Soit une réclamation contentieuse. Il s’agit d’un simple courrier à adresser en recommandé avec accusé de réception au Centre des impôts des non-résidents (10 rue du Centre, TSA 10010, F-93465 Noisy-Le-Grand cedex), contestant l’assujettissement aux prélèvements sociaux et demandant le remboursement en raison du Règlement de la CEE n° 1408/71. La contestation peut également être présentée en ligne à partir de son espace personnel. L’administration fiscale dispose d’un délai de six mois pour vous répondre.

Soit une réclamation devant le tribunal administratif  de Montreuil. En cas de rejet de la demande ou d’absence de réponse dans les six mois, vous disposez d’un délai de quatre mois pour introduire une réclamation devant le même tribunal administratif de Montreuil, par envoi d’une simple requête. 

 

La déclaration fiscale espagnole compte quatorze pages. Une des plus compliquées au sein de l’Union européenne… avec la belge.

L'Agencia tributaria propose un brouillon de votre déclaration, encore faut-il vérifier qu'il soit le reflet de l'ensemble de vos revenus.

 

Comment agir ?

Rendez-vous sur le site de l'AEAT, sur la page Renta 2016

Cliquez sur "RENØ - Obtención del número de referencia".

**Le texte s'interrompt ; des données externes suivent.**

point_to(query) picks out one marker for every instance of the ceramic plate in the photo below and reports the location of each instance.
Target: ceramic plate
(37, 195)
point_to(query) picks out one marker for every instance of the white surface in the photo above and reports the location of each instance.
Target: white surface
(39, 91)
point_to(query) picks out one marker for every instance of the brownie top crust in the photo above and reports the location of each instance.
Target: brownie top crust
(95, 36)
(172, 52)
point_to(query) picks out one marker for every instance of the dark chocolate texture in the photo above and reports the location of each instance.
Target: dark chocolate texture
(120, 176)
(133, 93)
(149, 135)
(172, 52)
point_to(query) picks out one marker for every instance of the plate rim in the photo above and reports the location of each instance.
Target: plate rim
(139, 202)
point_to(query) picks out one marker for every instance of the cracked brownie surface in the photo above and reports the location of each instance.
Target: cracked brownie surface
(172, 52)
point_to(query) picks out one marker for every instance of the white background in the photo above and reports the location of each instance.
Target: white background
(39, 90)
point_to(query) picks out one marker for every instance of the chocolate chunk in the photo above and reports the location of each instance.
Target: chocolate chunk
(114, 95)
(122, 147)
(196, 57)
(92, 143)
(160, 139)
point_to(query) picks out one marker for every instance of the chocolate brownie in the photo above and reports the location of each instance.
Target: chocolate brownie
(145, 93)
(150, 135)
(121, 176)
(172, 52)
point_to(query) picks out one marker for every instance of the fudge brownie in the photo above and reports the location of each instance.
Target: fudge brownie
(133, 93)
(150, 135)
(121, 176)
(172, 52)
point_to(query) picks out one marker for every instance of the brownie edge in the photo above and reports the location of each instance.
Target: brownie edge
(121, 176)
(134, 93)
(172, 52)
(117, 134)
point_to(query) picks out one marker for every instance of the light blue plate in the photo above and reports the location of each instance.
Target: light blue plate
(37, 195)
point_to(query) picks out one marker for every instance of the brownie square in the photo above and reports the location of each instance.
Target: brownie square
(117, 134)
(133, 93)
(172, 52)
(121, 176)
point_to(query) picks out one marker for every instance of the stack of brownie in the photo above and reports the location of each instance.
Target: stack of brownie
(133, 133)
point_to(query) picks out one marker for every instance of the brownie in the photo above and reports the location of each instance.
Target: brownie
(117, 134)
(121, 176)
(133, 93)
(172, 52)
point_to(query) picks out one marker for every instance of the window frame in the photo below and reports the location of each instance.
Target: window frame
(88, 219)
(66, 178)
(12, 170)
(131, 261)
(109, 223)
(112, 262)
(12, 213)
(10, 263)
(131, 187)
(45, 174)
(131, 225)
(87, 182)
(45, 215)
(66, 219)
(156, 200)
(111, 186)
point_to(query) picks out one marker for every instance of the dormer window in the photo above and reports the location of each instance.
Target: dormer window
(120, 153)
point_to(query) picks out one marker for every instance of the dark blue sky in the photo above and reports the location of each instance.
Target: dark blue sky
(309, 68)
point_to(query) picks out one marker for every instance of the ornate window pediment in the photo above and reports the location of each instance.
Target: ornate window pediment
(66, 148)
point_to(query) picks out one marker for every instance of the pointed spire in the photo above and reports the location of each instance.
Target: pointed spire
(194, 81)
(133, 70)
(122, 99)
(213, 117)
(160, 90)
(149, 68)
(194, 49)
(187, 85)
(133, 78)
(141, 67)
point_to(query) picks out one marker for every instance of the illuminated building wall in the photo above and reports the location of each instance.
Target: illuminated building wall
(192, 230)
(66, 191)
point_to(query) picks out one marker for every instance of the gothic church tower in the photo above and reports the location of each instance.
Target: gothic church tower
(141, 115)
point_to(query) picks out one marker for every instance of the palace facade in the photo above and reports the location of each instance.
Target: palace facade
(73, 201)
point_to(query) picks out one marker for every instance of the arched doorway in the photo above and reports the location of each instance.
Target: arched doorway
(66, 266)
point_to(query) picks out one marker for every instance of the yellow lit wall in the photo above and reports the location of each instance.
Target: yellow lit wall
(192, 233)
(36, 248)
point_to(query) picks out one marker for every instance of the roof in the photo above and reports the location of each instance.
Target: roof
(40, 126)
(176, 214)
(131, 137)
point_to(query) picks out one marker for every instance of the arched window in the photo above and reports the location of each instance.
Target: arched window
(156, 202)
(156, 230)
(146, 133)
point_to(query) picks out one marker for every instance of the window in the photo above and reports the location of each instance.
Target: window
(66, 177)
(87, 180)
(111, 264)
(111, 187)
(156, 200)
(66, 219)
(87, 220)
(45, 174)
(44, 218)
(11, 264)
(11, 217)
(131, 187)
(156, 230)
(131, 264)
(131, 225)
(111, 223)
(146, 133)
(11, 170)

Vous devez choisir l'une des trois options pour obtenir la référence qui vous permettra d'entrer dans votre compte :

  - avec l'outil Clave Pin

  - avec un certificat électronique

  - avec le chiffre inscrit dans la case 440 de votre déclaration de l'année précédente (le cas échéant). 

Vérifiez et confirmez les datos personales.

Vérifiez les données de votre déclaration et corrigez si nécessaire.

Cliquez sur vista previa.

Cliquez sur Presentar déclaración.

Une nouvelle fenêtre s'ouvre.

Vous avez le choix entre présentation immédiate (en ligne) ou une pré-déclaration que vous présenterez à l'AEAT, moyennant un rendez-vous           préalable (cliquez sur la case Cita previa Renta).  

Précisez si votre déclaration est individuelle ou conjointe

Enregistrez vos coordonnées bancaires pour le paiement de l'impôt ou le versement des remboursements.

Validez.

 

Cela vous semble compliqué.

Il existe des assesseurs fiscaux qui se chargent de la remplir pour vous… moyennant une cinquantaine d’euros (parfois un peu moins). Pensez-y - surtout si vous ne dominez pas la langue de Cervantes - afin de ne pas commettre d'impair et de vous retrouver en porte-à-faux avec l'Administration. Le choix de ce spécialiste ne doit pas être laissé au hasard. Assurez-vous qu'il domine les règles de fiscalité internationale. La gestoria Inforconta en est une. Elle utilise les moyens de communication modernes dont Skype. Le personnel parle français. Compléter une déclaration "normale" (avec la simulation du calcul) reste dans la norme.  

Si vous vous sentez de taille – et que vous êtes déjà titulaire du NIF -, vous pouvez utiliser le simulateur proposé par l’Agencia tributaria. A l’instar de tax-on-web, il calcule le montant de l’impôt.

Si vous désirez payer vos impôts en Espagne malgré le fait que votre pension émane du secteur public, il ne vous reste qu’à prendre la nationalité espagnole tout en renonçant à la vôtre. Seule solution actuellement envisageable.